The NWMPC is a drug and alcohol prevention group made up of law enforcement, prevention specialists, parents, school administrators and others from communities like Armada, Richmond and Romeo.
NWMPC member Judge Denis LeDuc of the 42-1 District Court in Romeo confirmed that there is a drug problem in the area. He said his court handles cases related to opiates four to five times a week.
"I am seeing heroin a couple times a week," he said. "A lot of these are local addresses."
The 42-1 court is working on becoming a drug and alcohol court with the county, which would give alternatives to offenders aside incarceration.
Outside of the courts, though, Fortunato said it is up to the community to help battle the problem by talking and taking action. Fortunato is a board member of FAN, a group started in 2007 in Fraser in an effort to change the face of addiction, the stigmas that go with it and the dangers of drug abuse.
The death of two Fraser graduates due to opiate abuse spurred the group into action, including law enforcement, parents, religious groups and other citizens. FAN now has five chapters in communities like Lapeer and Saginaw.
Recovering addicts in FAN speak about their stories to give a different perspective on the problem. Fortunato said the stigma of drug addiction is that someone going down such paths isn't a good person, or that something must be wrong with the family raising them. He said this leads to a denial of drug problems.
"These aren't bad people, they're just people doing bad things," he said.
As an example, he said he grew up in a supportive Italian-American family, but he started using drugs through alcohol and smoking weed. Instead of gateway drugs, he refers to it as a "gateway process" that is similar to telling a lie.

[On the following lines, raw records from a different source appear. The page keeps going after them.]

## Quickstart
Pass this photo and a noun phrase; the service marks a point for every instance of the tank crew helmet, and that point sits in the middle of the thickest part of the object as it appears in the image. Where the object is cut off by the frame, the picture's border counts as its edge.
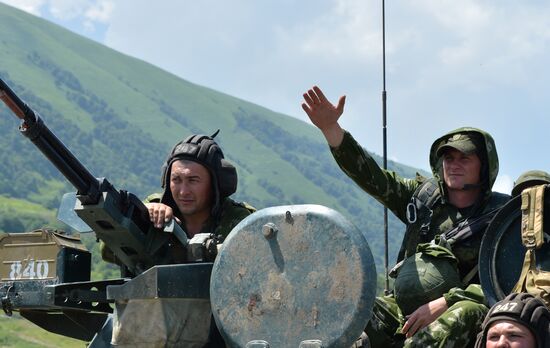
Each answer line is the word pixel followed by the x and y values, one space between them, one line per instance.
pixel 522 308
pixel 528 179
pixel 469 141
pixel 205 151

"You get away with it, and it just makes it easier to tell that next lie, and that next lie is a little bit bigger," he said.
Margaret Brune, a member of FAN, is one of many parents who believed that drugs wouldn't be a problem for her family. This made it all the more shocking when she discovered her son was addicted to heroin after he was arrested in 2007 during a drug sting.
"It's not our thief living on the street, it's your honor roll student, star athlete, neighbor, co-worker, the kid next door," she said. "Good kids from good homes."
She said she understands community members not being involved because of the stigma or that they don't have personal experiences, but argued that being informed is a good step to solving the problem.
"You always hope that it will never happen to you, but you need to prepare yourself for things that may come," she said.
Brune said opiate addiction starts with pills like Vicodin, OxyContin or Percocet and can lead to heroin abuse due to heroin being cheaper to buy. She said in 2011, 400 young adults died of opiate overdoses in Macomb County.
"We're losing a whole generation of young people and nobody wants to talk about it," she said.
FAN meets every third Tuesday of the month from 7 p.m. to 9 p.m. at the Christ United Methodist Church on Garfield Road in Fraser. For more information, visit www.familiesagainstnarcotics.org.
The NWMPC meets on Thursdays once a month at the 42-1 District Court in Romeo. The next meeting is at 8 a.m. on Dec. 19.